The job of the Commission of the Film and Video Screening Department is to determine age restrictions imposed on films scheduled for release. In other words, the commission says what age groups are allowed to watch this movie or that. Yet its actual objective — a responsible and complicated one, to be sure — is to do battle with audiences and filmmakers.
This is the latest victory to be entered on the commission’s service record. Earlier, audiences were barred from seeing the remake of the famous horror movie Texas Chainsaw Massacre and later, the George Romero horror classic Land of the Dead.
True, the commission boasts even more important achievements. A few years ago it banned Audition, a film by the well-known Japanese filmmaker Takashi Miike (who had a bit part in Hostel; he has bad luck in Ukraine) and Brother, one of the best works of another Japanese filmmaker, the brilliant Takeshi Kitano, who knows more about filmmaking than our cabinet with all its commissions and departments.
The members of the commission are mumbling something about not banning these films outright, saying that they can be released on licensed CDs. Their permission is for the birds because both Petrivka and other street markets and stands all over Ukraine are packed with pirated copies. And it takes a perfect ignoramus to seriously compare one screening of a film with large-screen Dolby surround sound to an ordinary video screening.
Another interesting aspect is that Hostel is being screened in the United States, all over Europe, and even in countries that are not overly liberal, like Russia, the Philippines, Turkey, and Egypt. The strict purism of Islamic culture is generally known. So what did the commission members detect in Hostel that even the censors in authoritarian Egypt failed to notice?
There can be all sorts of explanations, but all of them are inadequate. Whatever the reasons for the commission’s attitude, they are far from rational.
I remember The Evil Dead. Toward the end of the film the heroine finally realizes where the deadly zombies are coming from, but when she tries to talk about it, the zombies gouge out her tongue so she will keep her mouth shut.
Now I understand that this is actually our commission. They want to gouge out our eyes as potential viewers and cut off our ears, to prevent us from seeing and hearing what we shouldn’t. There is more to this. You know the moment in the sci-fi thriller when the monster seems to be overpowered, shot, or burned together with his numerous offspring. Suddenly one of the heroes starts killing his buddies, and then his body bursts open and from it emerges the monster that has invaded the poor guy’s body.

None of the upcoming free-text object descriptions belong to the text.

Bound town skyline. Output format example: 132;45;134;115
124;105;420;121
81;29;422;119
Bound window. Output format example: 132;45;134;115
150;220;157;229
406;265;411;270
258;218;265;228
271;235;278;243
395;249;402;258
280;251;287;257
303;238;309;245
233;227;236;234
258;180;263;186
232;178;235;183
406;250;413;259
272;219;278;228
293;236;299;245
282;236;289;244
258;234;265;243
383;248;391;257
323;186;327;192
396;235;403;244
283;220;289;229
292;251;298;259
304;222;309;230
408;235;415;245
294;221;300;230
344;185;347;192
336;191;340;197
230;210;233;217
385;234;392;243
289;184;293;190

The commission is not content with gouging out our eyes and cutting off our ears. They want to find a way inside our heads, gain control of our brains, and plant their seed to produce people like them. The situation is far more serious than meets the eye. The monster is nearby and with his tentacles is reaching toward our common screen. He can be destroyed only by concerted action, using all possible means ranging from lawsuits to picketing to aspen stakes to holy water.
Beware: the enemy is after a new victim and you may be next!